Het doel van Vespasianus” Spaanse politiek was de steun van zijn macht uit te breiden en het rijk te consolideren. De keizer was zich wellicht bewust van het politieke belang van de Spaanse provincies, dat door de burgeroorlog aan het licht was gekomen, en van de belangrijke rol die zij speelden in de keizerlijke economie. Vespasianus” onmiddellijke doel was wellicht de Spaanse adel in de krimpende Senaat op te nemen. Vertegenwoordigers van deze laatste groep vormden inderdaad een invloedrijke “factie” in de Romeinse Senaat gedurende de kwart eeuw van Flavius; in 98 werd een in Spanje geboren Marcus Ulpius Trajanus zelfs keizer (de eerste keizer die buiten Italië was geboren), en dit werd grotendeels mogelijk gemaakt door het beleid van Vespasianus.
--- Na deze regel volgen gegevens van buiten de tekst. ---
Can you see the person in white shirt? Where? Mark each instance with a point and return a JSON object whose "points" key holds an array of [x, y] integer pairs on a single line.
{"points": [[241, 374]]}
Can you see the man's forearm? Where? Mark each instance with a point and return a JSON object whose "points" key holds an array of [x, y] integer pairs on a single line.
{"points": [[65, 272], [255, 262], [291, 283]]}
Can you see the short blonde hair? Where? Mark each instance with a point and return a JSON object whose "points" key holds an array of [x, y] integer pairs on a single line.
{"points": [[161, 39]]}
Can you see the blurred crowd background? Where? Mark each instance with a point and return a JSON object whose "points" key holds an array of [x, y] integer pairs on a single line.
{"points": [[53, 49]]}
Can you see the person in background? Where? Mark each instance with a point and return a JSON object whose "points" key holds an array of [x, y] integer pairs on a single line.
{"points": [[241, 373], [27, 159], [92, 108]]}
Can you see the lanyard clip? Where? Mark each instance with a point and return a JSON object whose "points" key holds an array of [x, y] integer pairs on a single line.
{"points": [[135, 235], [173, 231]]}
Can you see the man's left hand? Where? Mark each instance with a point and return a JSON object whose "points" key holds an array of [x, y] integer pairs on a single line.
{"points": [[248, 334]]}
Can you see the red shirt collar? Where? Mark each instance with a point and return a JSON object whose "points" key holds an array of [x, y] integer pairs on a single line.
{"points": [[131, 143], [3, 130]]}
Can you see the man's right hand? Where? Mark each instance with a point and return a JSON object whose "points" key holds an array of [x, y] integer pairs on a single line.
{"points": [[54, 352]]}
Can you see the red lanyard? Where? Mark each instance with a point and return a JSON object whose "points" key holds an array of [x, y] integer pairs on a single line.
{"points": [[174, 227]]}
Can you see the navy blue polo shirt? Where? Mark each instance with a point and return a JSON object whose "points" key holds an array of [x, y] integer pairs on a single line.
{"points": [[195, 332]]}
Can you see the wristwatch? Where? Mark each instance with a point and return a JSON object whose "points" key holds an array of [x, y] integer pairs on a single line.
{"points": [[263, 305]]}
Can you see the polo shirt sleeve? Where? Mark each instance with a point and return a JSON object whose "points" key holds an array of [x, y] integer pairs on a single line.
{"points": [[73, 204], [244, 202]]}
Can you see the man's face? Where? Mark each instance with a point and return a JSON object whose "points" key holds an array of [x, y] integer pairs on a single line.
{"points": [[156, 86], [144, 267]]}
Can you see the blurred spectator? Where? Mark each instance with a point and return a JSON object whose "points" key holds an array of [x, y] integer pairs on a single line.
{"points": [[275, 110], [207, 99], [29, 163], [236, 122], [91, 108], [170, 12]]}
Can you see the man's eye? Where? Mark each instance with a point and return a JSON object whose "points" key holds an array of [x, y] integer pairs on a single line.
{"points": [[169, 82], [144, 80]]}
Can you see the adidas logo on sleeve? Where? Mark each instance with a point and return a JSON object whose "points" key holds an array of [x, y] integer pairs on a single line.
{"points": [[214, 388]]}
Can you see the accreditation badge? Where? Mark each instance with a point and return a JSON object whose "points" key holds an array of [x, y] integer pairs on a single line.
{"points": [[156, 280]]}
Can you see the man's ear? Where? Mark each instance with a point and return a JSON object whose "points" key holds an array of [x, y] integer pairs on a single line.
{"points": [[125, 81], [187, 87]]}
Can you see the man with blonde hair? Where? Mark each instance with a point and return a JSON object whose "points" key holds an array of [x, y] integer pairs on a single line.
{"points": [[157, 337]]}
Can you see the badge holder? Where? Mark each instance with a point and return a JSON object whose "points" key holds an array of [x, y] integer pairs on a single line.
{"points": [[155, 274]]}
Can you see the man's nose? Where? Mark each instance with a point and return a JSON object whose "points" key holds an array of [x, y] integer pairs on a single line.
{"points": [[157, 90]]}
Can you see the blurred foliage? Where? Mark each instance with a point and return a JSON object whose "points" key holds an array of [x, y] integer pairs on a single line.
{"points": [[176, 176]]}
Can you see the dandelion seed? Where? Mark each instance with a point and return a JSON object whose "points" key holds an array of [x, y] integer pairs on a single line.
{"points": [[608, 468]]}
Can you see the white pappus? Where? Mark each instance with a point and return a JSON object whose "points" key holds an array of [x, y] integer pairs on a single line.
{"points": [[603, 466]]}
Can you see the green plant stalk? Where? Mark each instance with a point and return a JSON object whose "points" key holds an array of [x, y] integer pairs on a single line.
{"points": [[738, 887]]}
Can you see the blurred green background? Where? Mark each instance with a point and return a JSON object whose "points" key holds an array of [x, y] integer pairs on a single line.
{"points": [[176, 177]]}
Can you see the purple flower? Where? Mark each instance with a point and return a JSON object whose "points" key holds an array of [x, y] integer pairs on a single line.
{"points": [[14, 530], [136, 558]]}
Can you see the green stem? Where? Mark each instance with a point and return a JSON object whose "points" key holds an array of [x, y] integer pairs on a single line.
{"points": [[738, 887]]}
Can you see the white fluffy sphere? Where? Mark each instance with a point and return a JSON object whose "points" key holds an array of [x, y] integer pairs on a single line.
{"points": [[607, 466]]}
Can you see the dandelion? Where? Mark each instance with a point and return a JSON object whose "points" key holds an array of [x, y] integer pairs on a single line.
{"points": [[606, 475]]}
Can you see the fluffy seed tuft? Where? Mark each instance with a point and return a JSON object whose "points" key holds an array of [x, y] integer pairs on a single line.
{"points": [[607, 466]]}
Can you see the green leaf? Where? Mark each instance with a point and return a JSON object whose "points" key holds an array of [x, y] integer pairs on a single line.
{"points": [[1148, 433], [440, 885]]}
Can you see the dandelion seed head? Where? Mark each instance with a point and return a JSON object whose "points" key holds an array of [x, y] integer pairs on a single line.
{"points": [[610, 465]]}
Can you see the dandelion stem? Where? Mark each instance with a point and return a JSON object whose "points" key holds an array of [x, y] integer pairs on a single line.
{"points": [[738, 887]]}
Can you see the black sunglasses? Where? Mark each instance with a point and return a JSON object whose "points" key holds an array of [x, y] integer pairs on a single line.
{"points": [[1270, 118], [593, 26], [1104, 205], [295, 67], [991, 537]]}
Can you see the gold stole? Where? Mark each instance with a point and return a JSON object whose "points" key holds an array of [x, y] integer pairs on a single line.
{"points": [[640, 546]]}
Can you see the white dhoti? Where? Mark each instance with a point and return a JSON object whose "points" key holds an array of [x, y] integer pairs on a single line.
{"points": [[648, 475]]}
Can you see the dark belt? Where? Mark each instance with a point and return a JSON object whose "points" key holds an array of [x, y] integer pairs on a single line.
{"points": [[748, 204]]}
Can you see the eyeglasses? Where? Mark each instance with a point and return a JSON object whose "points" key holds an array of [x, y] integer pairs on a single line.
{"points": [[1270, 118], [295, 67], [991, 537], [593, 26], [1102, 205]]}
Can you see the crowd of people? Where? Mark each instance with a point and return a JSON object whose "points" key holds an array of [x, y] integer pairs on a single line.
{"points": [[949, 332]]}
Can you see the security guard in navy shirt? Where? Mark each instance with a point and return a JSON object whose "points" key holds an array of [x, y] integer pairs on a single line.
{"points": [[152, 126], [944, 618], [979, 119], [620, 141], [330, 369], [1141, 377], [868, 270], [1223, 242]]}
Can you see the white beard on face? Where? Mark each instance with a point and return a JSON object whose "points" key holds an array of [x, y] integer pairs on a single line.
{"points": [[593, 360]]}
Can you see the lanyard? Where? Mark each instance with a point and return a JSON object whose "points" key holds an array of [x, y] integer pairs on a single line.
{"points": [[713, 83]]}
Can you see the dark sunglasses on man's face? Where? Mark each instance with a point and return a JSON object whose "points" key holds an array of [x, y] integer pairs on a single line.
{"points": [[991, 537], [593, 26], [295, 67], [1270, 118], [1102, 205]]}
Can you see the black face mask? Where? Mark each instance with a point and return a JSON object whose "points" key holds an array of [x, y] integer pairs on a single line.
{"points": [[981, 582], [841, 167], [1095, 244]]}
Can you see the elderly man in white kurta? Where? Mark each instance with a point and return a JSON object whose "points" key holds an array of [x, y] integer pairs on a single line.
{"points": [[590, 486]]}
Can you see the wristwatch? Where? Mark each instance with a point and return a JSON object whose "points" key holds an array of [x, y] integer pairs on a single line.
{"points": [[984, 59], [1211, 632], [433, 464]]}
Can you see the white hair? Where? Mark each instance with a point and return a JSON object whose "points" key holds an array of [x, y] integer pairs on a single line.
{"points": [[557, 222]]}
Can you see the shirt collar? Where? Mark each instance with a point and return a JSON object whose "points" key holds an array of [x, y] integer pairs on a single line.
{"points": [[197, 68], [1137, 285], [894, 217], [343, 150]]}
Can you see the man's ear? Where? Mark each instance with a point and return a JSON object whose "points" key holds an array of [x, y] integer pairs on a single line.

Anderzijds nam de keizer maatregelen om de inkomsten van de schatkist te verhogen, waarbij hij geen enkele bron schuwde. Hij schafte de belastingvrijstellingen af die Galba aan een aantal gemeenschappen in Gallië had verleend voor hun steun aan Gaius Julius Vindex (de aldus ontstane achterstand werd ingevorderd. Vespasianus ontnam Achaea de vrijheid die Nero had verleend (73), begon belastingen te heffen in Samos, Byzantium, Rhodos en Lycië. Hij creëerde de provincie Hellespont en plande de oprichting van een provincie van de eilanden; vermoedelijk zouden deze beide bestuurseenheden financiële districten worden, bestuurd door procuratoren, en geleerden geloven dat het voornaamste doel van deze transformaties was om de belastinginning te verbeteren. Bronnen maken melding van een algemene verhoging van de belastingheffing in de provincies (in sommige gevallen werden de belastingen verdubbeld), de invoering van “nieuwe zware belastingen”, ook in Italië en Rome, en de omvorming van de mijnbouw tot een keizerlijk monopolie.
Titus berispte zijn vader omdat hij ook de latrines belastte; hij nam een muntje van de eerste winst, hield het tegen zijn neus en vroeg of het stonk. “Nee,” antwoordde Titus. “En toch is het pis geld,” zei Vespasianus.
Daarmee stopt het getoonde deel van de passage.